Prof. Neema Kudva, city and regional planning, says perspective has been a reoccurring theme in her identity, research and teaching.
Kudva recalled a formative exercise as a student at the School of Architecture in Ahmedabad, India, where her professor asked the class to reproduce a mural in the building by imagining it in space.
“We had to reproduce it [the mural] at different scales, using different mediums … and we had to do whatever we wanted to tell the story we wanted to tell,” she said.
Kudva said she was fascinated by the wide range of results her classmates produced.
“When we put up our work for [critiques], you suddenly saw 30 different ways of making space, with 30 different kinds of influences,” she said. “The different ways in which we harnessed what was important to us, the different ways in which we expressed it … it was a stunning exercise.”
This exercise with perspective resonated with Kudva throughout her personal and professional life. Born in a small town on the southwestern coast of India, she spent much of her childhood moving to different places throughout the country, and has lived in over 11 cities.
“Every time we moved to these different towns, the state would change, the language would change, the cuisine, the smell, the trees — everything would change,” Kudva said.
“My family came from the south, and the language that we spoke at home was hardly ever spoken by anybody else, so there was always this sort of awareness of being different and somewhat outside,” she said. “My house smelled different, we spoke differently, we ate differently.”
She called it a transformative experience to live abroad in Zurich, Switzerland and Seville, Spain for a year.
“I am an upper caste, upper class, educated woman in India … and the minute I took that airplane, I became brown, oppressed, downtrodden, poor, someone who became invisible on a railway platform,” she said. “I think that experience in Spain … and traveling across Europe really brought up questions of construction of identity, and political construction.”

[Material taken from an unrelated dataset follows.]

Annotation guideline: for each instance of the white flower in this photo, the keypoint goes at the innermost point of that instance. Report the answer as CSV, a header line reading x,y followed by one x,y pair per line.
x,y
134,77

Upon returning from her trip, Kudva decided she wanted to expand her academic knowledge beyond the world of architecture.
After starting an architecture practice with her cousin in Bangalore — a two-woman practice, which was very unusual at the time — Kudva realized her professional aspirations were changing.
“I had to work in certain ways that I was not always comfortable with, and so I decided to start to study planning, which to me seemed like a field that bridged both what I liked about architecture and all these other interests that had developed while I was working on my thesis,” she said.
At Cornell, Kudva directs the International Studies in Planning program and is a leader for the Nilgiris Field Learning Center — a program that fosters a partnership with a community in southern India.
“We’re collaborating across disciplines, we’re collaborating across the academy and a world of practice, we’re collaborating across cultures, we’re collaborating across experience, across language,” she said.
Nilgiris allows both Cornell students and indigenous community members to develop research skills by exploring issues of land use, infrastructure, health, and community wellness, according to the University.
“It’s really allowed me to articulate a pedagogical structure, a curriculum that speaks to all these many many concerns … trying to understand various ways in which organizational practices and constructed difference shapes our participation in public life, and in the making of the place and space,” she said.
Kudva’s research focuses on how organizational practices shape planning, particularly in small cities, and on institutional structures for equitable development at the local level.
“Whether I’m looking at Fremont, California and trying to understand how city government there responded to becoming the first majority-minority city, or I’m looking at small cities in the Nilgiris in Tamil Nadu where I now work to see how people generate waste and recycle, I’m always looking at how these different communities and people create certain practices in order to do so,” she said.
Kudva explained that she examines the way power and privilege influence planning, and how constructed social context difference plays a role in the way people build communities.
“There are questions of gender, and caste, and ethnicity, and race, and how they then shape these practices which in turn shape the places we live in and make,” she said.
Kudva explained that “all our theorizing is based on large cities — Chicago, Paris, Los Angeles, Mumbai, Calcutta,” she said.
“I’ve lived there, but I’ve also lived in … all these places that are tiny, tiny, tiny — where the bulk of people actually live. They don’t live in these big places, but our imaginations are captured by big things.”